Price Controls: Zimbabwe Sobering Up

Published on 11th December 2007

Zimbabwe Reserve Bank Governor's 'reversal' of the extremist enforcement position that the NIPC chairman had taken on import pricing is commendable. Apart from basic goods trickling back, businesses are no longer subjected to NIPC vigilantes crusading on behalf of misplaced policy frameworks!

I would like to bring to your attention an interesting chapter I read from a book entitled: "Forty Centuries of Wage & Price Controls - How NOT to fight inflation", by Robert Schuettinger & Eamonn Butler. In more ways than one, it lends credence to that Zimbabwe's current economic policies have taken business forty centuries back! I quote some of the sentences below:

"The Edict of Diocletian ... Shortly after his [the Roman Emperor Diocletian] assumption on the throne in A.D. 284, prices of commodities of all sorts and the wages of labors reached unprecedented heights... One of the few surviving contemporary sources, the seventh chapter of the De Moribus Persecutorum, lays almost all the blame squarely on the feet of Diocletian... himself, in his Edict attributed inflation entirely to the "avarice" of merchants and speculators... It would seem clear that the major cause of inflation was the drastic increase in money owing to the devaluation or debasement of the coinage...
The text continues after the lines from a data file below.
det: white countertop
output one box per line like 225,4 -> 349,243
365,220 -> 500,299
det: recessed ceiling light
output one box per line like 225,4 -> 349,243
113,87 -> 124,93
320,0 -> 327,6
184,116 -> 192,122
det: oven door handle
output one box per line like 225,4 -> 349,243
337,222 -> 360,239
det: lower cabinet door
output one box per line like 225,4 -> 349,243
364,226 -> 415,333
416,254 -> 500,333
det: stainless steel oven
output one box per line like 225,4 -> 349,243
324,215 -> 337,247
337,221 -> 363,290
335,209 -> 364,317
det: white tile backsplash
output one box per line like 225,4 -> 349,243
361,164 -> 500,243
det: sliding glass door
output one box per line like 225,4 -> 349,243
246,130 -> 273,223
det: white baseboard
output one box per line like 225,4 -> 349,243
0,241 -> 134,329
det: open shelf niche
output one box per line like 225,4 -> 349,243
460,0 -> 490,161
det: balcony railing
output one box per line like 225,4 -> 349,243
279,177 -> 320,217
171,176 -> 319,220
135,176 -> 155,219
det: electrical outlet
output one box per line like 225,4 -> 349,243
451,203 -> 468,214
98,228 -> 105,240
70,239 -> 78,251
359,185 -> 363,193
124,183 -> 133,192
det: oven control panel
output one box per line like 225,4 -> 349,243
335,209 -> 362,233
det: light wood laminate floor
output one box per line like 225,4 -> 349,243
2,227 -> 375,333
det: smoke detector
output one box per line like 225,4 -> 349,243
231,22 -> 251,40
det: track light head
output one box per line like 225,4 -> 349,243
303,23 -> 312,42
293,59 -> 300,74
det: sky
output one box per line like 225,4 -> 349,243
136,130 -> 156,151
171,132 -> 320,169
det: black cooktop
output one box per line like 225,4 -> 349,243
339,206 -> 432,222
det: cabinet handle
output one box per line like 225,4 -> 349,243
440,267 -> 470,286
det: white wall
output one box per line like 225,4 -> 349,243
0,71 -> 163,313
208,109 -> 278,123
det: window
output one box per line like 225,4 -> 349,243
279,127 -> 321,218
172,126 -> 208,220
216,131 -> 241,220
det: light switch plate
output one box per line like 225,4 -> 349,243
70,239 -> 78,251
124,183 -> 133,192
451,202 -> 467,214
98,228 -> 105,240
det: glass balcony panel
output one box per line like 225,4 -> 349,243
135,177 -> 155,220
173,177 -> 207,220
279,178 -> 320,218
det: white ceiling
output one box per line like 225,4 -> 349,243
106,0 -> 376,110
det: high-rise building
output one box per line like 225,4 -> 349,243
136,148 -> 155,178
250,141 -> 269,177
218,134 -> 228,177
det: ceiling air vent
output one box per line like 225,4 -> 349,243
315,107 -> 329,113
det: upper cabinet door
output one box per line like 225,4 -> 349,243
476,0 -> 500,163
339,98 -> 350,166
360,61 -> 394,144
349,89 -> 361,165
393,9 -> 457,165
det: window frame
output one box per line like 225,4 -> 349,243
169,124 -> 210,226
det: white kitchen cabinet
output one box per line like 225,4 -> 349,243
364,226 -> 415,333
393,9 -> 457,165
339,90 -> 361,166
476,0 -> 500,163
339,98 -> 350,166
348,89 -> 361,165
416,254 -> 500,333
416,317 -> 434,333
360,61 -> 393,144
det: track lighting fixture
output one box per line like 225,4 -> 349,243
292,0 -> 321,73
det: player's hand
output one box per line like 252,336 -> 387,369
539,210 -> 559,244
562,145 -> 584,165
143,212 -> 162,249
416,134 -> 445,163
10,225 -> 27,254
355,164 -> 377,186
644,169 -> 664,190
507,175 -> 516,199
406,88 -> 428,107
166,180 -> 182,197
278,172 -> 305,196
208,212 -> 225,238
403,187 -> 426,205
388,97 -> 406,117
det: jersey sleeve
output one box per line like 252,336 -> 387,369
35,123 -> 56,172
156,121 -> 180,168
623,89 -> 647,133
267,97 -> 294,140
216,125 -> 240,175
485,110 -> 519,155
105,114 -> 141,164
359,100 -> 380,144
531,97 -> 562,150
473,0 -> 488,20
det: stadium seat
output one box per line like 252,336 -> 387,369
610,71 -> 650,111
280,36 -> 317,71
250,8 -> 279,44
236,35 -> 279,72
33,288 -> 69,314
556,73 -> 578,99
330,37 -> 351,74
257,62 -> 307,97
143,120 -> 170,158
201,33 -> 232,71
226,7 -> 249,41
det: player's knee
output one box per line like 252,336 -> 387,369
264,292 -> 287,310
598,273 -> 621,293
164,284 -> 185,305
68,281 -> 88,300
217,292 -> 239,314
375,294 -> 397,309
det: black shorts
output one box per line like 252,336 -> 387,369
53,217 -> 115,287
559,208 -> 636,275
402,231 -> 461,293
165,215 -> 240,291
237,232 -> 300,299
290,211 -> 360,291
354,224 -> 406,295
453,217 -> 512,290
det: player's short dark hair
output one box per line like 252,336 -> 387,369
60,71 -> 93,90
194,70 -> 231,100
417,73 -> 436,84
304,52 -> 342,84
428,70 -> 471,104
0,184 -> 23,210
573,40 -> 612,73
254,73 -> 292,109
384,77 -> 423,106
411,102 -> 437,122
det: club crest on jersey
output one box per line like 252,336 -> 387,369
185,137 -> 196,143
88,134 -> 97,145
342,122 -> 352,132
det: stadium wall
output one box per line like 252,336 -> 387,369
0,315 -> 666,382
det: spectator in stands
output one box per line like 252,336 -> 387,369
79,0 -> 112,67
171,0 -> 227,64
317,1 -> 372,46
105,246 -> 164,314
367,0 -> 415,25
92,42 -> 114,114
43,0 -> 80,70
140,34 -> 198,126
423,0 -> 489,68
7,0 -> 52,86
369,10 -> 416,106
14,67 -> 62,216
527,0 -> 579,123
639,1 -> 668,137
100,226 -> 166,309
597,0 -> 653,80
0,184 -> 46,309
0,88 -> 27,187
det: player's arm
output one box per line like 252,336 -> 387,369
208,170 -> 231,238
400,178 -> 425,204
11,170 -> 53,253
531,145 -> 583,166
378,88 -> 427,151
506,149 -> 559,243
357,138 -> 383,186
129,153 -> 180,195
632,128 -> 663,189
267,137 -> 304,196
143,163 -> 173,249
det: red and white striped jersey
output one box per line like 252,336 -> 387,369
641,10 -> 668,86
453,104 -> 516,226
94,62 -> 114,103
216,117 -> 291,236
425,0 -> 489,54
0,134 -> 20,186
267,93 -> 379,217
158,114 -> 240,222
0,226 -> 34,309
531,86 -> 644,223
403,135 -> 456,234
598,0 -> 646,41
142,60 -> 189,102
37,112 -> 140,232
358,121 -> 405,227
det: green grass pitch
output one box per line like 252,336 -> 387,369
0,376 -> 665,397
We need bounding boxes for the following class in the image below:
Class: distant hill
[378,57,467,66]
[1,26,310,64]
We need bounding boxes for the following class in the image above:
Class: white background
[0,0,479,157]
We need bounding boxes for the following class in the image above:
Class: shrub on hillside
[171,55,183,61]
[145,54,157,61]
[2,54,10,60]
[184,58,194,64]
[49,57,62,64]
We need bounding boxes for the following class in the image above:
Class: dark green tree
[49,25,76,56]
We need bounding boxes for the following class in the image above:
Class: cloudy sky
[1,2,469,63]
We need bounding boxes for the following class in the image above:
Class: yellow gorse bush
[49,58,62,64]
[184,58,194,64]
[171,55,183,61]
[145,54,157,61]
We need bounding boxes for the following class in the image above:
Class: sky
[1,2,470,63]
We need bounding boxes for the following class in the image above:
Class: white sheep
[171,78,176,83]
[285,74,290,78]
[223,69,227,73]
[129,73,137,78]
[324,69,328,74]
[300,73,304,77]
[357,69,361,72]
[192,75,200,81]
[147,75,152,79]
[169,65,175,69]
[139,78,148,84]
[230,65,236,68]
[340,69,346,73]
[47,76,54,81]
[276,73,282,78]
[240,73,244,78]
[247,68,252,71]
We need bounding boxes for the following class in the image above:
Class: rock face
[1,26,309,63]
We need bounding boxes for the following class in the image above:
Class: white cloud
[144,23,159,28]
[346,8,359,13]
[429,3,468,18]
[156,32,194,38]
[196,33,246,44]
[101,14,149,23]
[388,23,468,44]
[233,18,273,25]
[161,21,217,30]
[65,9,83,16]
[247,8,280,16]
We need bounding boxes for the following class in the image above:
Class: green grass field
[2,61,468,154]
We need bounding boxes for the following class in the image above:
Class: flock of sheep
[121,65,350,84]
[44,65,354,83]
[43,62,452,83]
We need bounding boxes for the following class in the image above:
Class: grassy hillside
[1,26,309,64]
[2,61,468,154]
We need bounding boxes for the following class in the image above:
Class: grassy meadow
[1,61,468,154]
During the fifty-year interval ending with the [previous] rule of Claudius Victorius in A.D. 268, the silver content of the Roman coin fell to one five-thousandth of its original value. With the monetary system in total disarray, the trade which had been a hallmark of the Empire was reduced to barter and economic activity was stymied... To this intellectual and moral morass came Emperor Diocletian and he set about the task of reorganisation with great vigour. Unfortunately, his zeal exceeded his understanding of the economic forces at work in the Empire. Since money was completely worthless, he devised a system of taxes based on payments in kind. This system had the effect, via the ascript glebae, of totally destroying the freedom of lower classes - they became serfs and were bound to the soil to ensure taxes would be forthcoming..." 

The chapter continues to explain a typical Zimbabwean scenario, but what really captures my mind is the Monetary Policy Statement-like Edict. Classical historian, Roland Kent, observed: "the famous A.D. 301 Edict was all pervasive in its coverage and penalties prescribed severe." He continues: "the preamble is of some length, and is couched in language which is difficult, obscure, and verbose as anything composed in Latin... He [Diocletian] begins by listing his many titles and then goes on to announce that: The national honour and dignity and majesty of Rome demand that the fortune of our State ... be also faithfully administered. To be sure, if any spirit of self-restraint were holding in check those practices by which the raging and boundless avarice is inflamed… peradventure there would seem to be room left for shutting our eyes and holding our peace, since the united endurance of men's minds would ameliorate this detestable enormity and pitiable condition ...".

My last observation is the recorded result of this myopic Diocletian Edict. The authors quote L.C. F. Lactantius' book, "A Relation of the Death of the Primitive Persecutors"  ... then he [Diocletian] set himself to regulate the prices of all vendible things. There was much blood shed upon very slight and trifling accounts; and the people brought provisions no more to the markets, since they could not get a reasonable price for them and this increased the dearth so much, that at last after many had died by [enforcement of] it, the law [Edict] itself was set aside."

Sadly, we do not seem to learn anything from history. Chamber of Mines members are currently faced with a Bill that will only achieve two things: the plunder of property rights and emphatic diversion of critical mining investment from Zimbabwe to neighbouring countries. Our work in defense of the free market economy in 2008 is truly cast in stone.